Some Rationality Amid the Exuberance over “Live 8”

Africa.jpg
Institutions, Institutions, Institutions….

Rock Stars and pop fans have rocked to end poverty at the Live 8 concerts. But will rock concerts — even those that generate money and demands for more money from governments — create prosperity in Africa?

The best commentary came from Africans, including a Kenyan farmer, Peter Kanans, who quoted in a very insightful Washington Post (requires simple registration) article by Emily Wax, “Among Ordinary Africans, G-8 Seems Out of Touch“:

“Even if they cancel the debt, even if they give our governments aid money, ordinary Africans will not benefit,” he said. “That money will only make the corrupt people richer and Africans international beggars for decades to come.”
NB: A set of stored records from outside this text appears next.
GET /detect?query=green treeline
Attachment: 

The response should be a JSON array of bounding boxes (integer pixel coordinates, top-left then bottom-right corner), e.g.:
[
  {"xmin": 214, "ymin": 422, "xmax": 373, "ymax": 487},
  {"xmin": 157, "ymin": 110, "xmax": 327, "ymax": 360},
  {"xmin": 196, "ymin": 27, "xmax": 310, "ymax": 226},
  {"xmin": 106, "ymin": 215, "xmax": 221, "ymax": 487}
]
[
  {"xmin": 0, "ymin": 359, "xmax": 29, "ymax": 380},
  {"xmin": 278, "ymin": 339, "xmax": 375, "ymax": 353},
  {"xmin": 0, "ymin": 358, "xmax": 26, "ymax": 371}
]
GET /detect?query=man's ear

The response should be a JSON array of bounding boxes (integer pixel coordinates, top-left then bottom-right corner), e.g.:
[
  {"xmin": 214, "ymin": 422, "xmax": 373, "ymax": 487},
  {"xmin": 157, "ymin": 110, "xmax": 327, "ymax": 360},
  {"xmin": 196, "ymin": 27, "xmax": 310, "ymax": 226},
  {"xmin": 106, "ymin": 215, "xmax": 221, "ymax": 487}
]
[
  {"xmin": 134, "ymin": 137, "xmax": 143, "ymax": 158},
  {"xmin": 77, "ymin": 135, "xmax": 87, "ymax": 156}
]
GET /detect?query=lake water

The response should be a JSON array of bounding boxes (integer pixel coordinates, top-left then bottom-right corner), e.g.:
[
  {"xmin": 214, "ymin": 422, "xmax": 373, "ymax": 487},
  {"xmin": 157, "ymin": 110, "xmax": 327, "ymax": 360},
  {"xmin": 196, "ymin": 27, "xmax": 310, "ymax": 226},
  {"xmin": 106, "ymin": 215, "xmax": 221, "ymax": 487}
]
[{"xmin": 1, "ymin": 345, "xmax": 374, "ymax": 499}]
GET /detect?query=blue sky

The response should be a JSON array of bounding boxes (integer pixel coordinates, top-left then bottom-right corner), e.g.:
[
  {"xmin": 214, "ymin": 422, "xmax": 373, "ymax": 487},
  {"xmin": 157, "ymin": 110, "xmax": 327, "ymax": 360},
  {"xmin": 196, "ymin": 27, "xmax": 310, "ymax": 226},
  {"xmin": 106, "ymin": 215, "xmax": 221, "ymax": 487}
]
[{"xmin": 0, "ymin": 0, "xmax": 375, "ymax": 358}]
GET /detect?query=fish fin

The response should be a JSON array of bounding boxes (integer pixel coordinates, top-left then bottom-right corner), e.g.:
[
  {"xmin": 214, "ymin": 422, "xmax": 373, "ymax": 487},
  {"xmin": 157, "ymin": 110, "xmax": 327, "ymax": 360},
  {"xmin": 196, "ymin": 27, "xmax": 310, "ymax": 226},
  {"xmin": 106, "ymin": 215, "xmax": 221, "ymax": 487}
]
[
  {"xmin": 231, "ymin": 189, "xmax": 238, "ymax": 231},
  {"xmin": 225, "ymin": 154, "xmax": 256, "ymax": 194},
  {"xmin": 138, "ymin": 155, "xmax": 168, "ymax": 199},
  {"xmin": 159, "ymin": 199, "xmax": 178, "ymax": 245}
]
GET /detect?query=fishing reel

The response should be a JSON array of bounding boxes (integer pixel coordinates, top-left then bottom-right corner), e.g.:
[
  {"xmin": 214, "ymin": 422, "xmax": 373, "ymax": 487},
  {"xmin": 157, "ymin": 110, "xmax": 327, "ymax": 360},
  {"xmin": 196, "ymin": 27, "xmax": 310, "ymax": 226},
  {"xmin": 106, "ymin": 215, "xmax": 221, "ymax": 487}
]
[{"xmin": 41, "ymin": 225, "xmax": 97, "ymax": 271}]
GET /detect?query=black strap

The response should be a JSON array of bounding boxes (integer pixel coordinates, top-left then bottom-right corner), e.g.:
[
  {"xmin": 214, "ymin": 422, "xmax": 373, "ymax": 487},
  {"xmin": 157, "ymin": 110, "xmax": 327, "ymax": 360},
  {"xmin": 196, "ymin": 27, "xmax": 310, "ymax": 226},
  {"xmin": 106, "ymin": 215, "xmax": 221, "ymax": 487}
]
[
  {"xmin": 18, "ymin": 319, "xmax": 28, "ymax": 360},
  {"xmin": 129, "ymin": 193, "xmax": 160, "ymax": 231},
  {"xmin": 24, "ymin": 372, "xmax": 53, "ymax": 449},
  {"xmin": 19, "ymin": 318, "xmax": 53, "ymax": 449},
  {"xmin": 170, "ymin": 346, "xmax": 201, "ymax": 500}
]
Others were equally clear:

Ousmane Sembene, the prominent Senegalese-born filmmaker, shocked a crowd of earnest young people in London during a talk in early June when he condemned the G-8 and the Live 8 concerts as “fake,” and added: “African heads of state who buy into that idea of aid are all liars. The only way for us to come out of poverty is to work hard.”

I would add to Sembene’s arguments, however, that above all what Africans need are good institutions, without which lots of hard work will get you nothing (since it will just be confiscated by the corrupt rulers). (I gave a basic overview of the importance of institutions and how they shape institutions in the short paper I delivered in Moscow last year, “The Role of Institutions and Law in Economic Development.”)



6 Responses to “Some Rationality Amid the Exuberance over “Live 8””

  1. NPR interviewed the Senegalese president regarding debt cancellation, Live8, and the G8 summit. “How much aid will be enough?” the interviewer asked.

    “There will never be enough,” he replied.

    Curiously, he saw it as an argument for more aid.

  2. BBC radio interviewed some African entrepreneurs (7 July 05) who argued that more aid will be counterproductive — as one of them said, “as long as the developed world gives aid, it gives recipients incentive to remain dependent so as to attract more aid. What we need is to increase our own productivity.”